Distinct origins for Rovno and Baltic ambers: Evidence from carbon and hydrogen stable isotopes

• Published in: Palaeogeography, palaeoclimatology, palaeoecology Vol. 505; pp. 265 - 273
• Main Authors: Mänd, Kaarel, Muehlenbachs, Karlis, McKellar, Ryan C., Wolfe, Alexander P., Konhauser, Kurt O.
• Format: Journal Article
• Language: English
• Published: Elsevier B.V 15.09.2018
• Subjects: amber; archaeology; carbon; Central European region; Eocene epoch; Fourier transform infrared spectroscopy; FTIR; palaeogeography; paleoclimatology; paleoecology; provenance; Stable isotope geochemistry; Ukrainian amber; δ13C; δ2H; Central European region; δD; Stable isotope geochemistry; δ13C; FTIR; Ukrainian amber; δ2H
• ISSN: 0031-0182; 1872-616X
• DOI: 10.1016/j.palaeo.2018.06.004

Ambers—fossilized plant resins—are a rich and unique source of paleoecological data due to their ability to preserve soft body fossils. However, interpretations concerning their environmental context are often hampered by uncertainties in the relationship between assemblages of inclusions and geological context, particularly in the case of secondarily redeposited ambers such as those from the Paleogene of Central Europe. Here we use stable carbon and hydrogen isotope analyses, as well as FTIR spectroscopy, from the northwestern Ukrainian Rovno amber deposit, to provide independent constraints on the geographic and temporal origins of Rovno amber. These analyses address the relationship between the Rovno and Baltic amber deposits as well as German Bitterfeld amber—a subject of considerable debate regarding their provenance. Rovno amber has a δ13C signature of −23.3 ± 0.9‰, similar to both Baltic and Bitterfeld ambers. Since there is a secular decreasing δ13C trend among amber deposits since the Early Eocene, a roughly contemporaneous origin of these deposits in the Eocene can be deduced. However, Rovno amber displays a δ2H signature of −258 ± 9‰, 19‰ more positive than Baltic amber, and directly comparable to Bitterfeld amber.
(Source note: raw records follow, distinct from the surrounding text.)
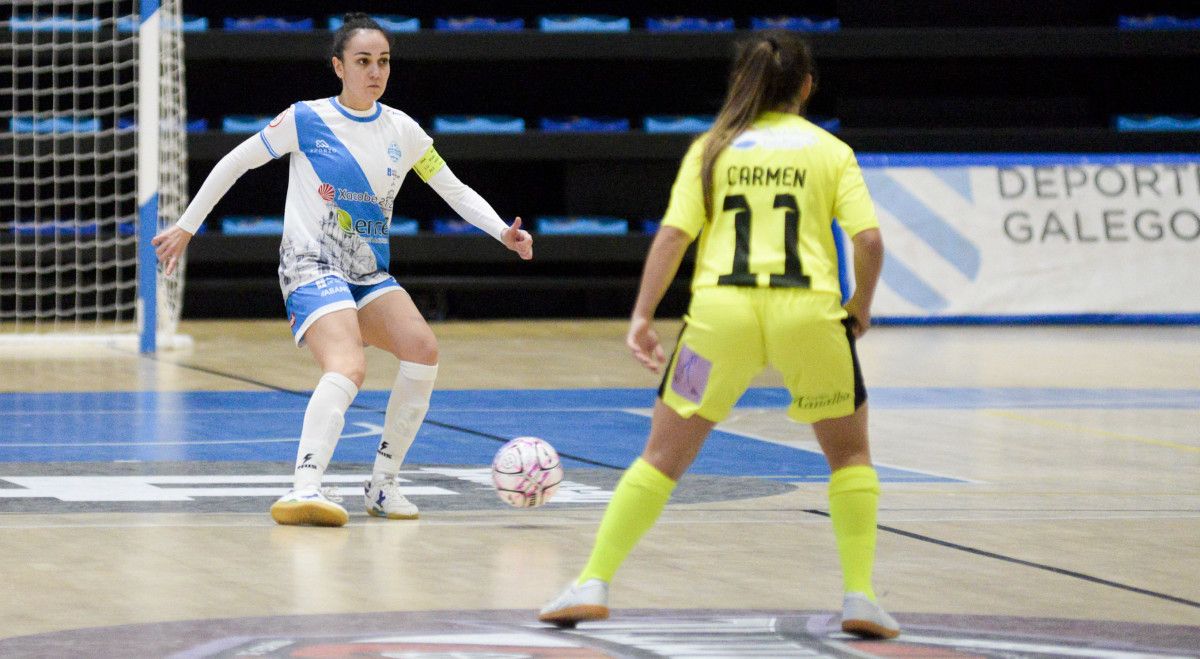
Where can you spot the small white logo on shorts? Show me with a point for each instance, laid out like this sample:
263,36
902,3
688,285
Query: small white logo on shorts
690,378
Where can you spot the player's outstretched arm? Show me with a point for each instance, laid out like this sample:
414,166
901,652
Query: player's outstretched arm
868,265
169,246
519,240
661,264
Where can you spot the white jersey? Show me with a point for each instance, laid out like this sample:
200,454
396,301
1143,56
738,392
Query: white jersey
345,173
346,169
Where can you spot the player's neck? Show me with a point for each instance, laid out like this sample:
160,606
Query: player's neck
359,105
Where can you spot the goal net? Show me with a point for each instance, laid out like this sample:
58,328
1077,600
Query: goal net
93,162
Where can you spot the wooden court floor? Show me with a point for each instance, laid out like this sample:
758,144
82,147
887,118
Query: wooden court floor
1073,457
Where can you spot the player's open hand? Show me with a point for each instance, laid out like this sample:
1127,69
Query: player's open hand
169,246
519,240
643,342
859,317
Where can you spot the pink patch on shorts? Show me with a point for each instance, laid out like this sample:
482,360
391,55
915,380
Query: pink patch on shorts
690,377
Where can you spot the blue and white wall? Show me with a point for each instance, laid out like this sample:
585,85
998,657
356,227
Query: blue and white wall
1038,237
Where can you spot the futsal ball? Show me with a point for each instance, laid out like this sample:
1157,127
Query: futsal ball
527,472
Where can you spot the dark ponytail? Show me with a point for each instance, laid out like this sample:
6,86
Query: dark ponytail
351,24
768,73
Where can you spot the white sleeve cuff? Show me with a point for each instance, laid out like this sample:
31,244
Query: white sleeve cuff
467,203
250,154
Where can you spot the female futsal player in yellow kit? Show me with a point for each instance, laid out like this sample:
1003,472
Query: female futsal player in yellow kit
761,190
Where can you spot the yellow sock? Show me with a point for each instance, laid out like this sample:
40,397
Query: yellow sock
636,504
853,505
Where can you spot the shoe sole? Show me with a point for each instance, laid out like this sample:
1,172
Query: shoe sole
573,615
373,513
309,514
868,629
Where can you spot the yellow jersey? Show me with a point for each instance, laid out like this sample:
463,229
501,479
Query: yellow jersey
777,189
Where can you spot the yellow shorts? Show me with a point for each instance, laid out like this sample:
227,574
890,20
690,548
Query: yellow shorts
731,333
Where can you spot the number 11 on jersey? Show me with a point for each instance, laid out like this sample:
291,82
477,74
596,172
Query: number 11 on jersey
793,274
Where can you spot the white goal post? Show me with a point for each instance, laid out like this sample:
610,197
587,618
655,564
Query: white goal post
93,162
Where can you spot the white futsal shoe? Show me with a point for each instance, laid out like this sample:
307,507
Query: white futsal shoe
863,617
383,499
309,507
577,603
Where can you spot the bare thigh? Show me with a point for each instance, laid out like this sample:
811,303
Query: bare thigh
336,343
391,322
844,439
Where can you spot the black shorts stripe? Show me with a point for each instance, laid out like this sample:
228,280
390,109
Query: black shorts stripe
859,387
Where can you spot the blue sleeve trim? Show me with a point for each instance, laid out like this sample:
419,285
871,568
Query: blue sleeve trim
1044,319
268,144
333,101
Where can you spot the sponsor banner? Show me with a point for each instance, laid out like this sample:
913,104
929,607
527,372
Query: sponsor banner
1038,237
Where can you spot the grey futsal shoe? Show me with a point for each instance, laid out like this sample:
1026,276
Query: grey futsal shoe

This difference relates to precipitation sources and mean annual temperatures of the amber source regions, and suggests a much more southerly origin of Rovno amber relative to Baltic amber. FTIR spectra of each of these ambers are nearly identical and suggest that resin-producing trees were from similar families, despite contrasting source regions. Thus, we provide the first clear geochemical evidence for the distinct origin of Rovno and Baltic amber deposits, with implications for paleoecological studies involving inclusions from these deposits, and for determining the provenance of archaeological amber finds. •C, H stable isotopes and FTIR-spectra of NW-Ukrainian Rovno amber were measured.•H isotopes suggest a geographically distinct source area compared to Baltic amber.•C isotopes support coeval origin of Rovno, Bitterfeld and Baltic amber (Eocene).•Amber stable isotopes provide basis for more detailed work on Eocene biogeography.